We sat in silence for a moment, Erin pursing her lips in concentration, Jenny staring at her shoes, me thinking that I really should have taken my coat off before now. I was not going to feel the benefit when I got back outside. Massive concern. As was the fact that I had apparently become my mother.
‘You know what?’ Erin kicked off her high, high heels and leaned back in her chair. ‘That’s the easiest problem I’ve had to solve all day. I can’t believe it took me a whole minute to work it out.’
It was?
‘It is?’
‘Sure.’ She looked at me and shrugged. ‘Just marry Alex.’
Huh.
For a moment I felt sick. Then hot. Then cold. Then hot again because I still had my coat on.
Just marry Alex.
Ooh.
‘Oh my God, that makes so much freaking sense,’ Jenny shrieked. It was as though Erin had walked in, put two and two together and miraculously come up with a four when all we’d been getting were fives and threes. ‘You can just marry Alex! Why didn’t I think of that?’

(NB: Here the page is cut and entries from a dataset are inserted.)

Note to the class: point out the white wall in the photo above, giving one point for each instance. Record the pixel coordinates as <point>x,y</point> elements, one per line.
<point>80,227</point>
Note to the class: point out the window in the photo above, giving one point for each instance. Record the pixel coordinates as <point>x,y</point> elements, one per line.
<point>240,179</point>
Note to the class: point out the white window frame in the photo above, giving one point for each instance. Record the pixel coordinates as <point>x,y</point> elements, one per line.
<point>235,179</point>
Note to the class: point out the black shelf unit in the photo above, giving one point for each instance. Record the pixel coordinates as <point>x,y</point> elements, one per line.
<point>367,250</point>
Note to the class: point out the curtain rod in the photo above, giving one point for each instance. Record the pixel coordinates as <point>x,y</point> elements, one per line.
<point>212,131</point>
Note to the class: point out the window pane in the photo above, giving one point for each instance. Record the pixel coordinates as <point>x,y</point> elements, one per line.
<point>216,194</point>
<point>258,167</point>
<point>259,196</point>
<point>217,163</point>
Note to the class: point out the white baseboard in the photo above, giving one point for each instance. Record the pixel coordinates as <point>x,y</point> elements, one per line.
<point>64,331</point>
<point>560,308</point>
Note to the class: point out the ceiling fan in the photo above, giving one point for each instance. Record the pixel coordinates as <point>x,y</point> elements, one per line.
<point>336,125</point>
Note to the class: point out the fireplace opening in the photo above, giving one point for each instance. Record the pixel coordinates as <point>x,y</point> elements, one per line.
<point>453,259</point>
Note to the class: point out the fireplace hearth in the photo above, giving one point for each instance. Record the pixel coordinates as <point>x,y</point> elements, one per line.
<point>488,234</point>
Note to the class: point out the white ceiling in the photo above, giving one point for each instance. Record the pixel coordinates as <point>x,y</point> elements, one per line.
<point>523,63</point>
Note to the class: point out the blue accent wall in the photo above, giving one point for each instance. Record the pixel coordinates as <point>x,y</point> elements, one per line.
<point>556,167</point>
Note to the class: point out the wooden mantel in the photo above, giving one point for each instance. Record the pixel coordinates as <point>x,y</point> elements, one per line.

‘Because it’s stupid?’ I suggested.
Because it was. Wasn’t it?
‘Do you think he’d say no?’ Jenny gave me her best sympathetic eyes.
What a bitch. And the second she said it, I was terrified he might.
‘I don’t know what he’d say and I don’t want to know,’ I said quickly, curtly. ‘Next idea, please.’
My brain was completely overloaded. Half of me had heard the words ‘marry Alex’ and already run off down the aisle, drowning out my worries with the ‘Wedding March’. The other half had caught the ‘for a visa’ part and was not happy. It just felt a bit grubby. In that slightly grubby, slightly exciting, but almost definitely it’s-a-bad-idea way. The idea of getting married to stay in the country hadn’t even occurred to me. And now it had been floated, it did not make me feel good about myself. In fact, it made me feel a bit sick. Not because I didn’t want to marry Alex – locking that boy down legally was absolutely on my to-do list; but not like this. A marriage of convenience was not a marriage I was interested in.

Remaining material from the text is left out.